COVID-19 vs. Intercultural Dialogue: What Impact? An interview of Professor Fethi Mansouri (UNESCO Chairholder, Cultural Diversity and Social Justice, Deakin University, Melbourne, Australia) by Ann-Belinda Preis (Chief of UNESCO Intercultural Dialogue).
A good question. See the entire interview, but for an excerpt:
ABP: How does lack of contact and social interaction impact the broader Intercultural Dialogue (ICD) agenda, which is built on connectivity, contact and exchange?
FM: This is perhaps where COVID-19 presents a significant challenge to the ICD agenda. Intercultural dialogue has, as one of its core premises, contact between people. And the reason why we have contact as a core premise is because there is an assumption that when people get to know one another, prejudice might be reduced, and that issues of discrimination might disappear. So COVID-19 and its emphasis on social distancing means that a lot of what we would like to achieve through intercultural dialogue, in particular in bringing people together, bringing communities together, bringing diverse communities together (and diversity here means diversity of ethnic backgrounds, religious beliefs, nationalities etc.)…
Intercultural dialogue is in itself an essential tool that we will need in the post-COVID-19 environment.
We will need to renegotiate a new global compact, a new social contract, and I think dialogue will have to play a key role in that.
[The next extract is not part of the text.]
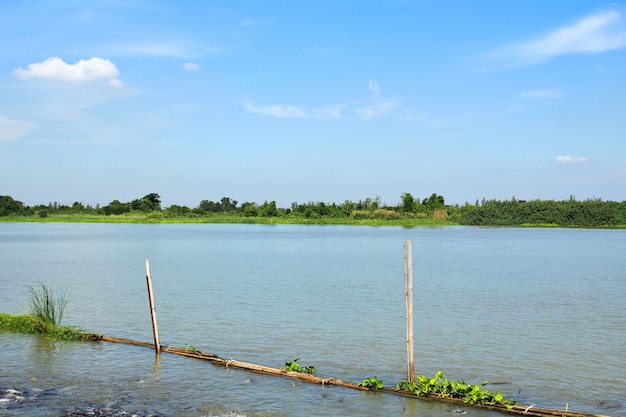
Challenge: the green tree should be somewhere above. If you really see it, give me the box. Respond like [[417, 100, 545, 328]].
[[0, 195, 25, 216], [102, 200, 131, 216], [259, 201, 278, 217], [401, 193, 415, 213]]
So it is being perhaps compromised right now but it has a big role to play in the post-COVID-19 world that will emerge.
One thought on “COVID-19 versus ICD”
Dialogue can be the bonding bridge that will play a vital role in the post-COVID-19. The social-distancing for prevention is a great opportunity for every human person to introspect deep within and bring to light the hidden possibilities within, to go beyond from just a superficial relationship to a better and informed understanding of people and cultures. It is precisely here that dialogue becomes the bonding bridge.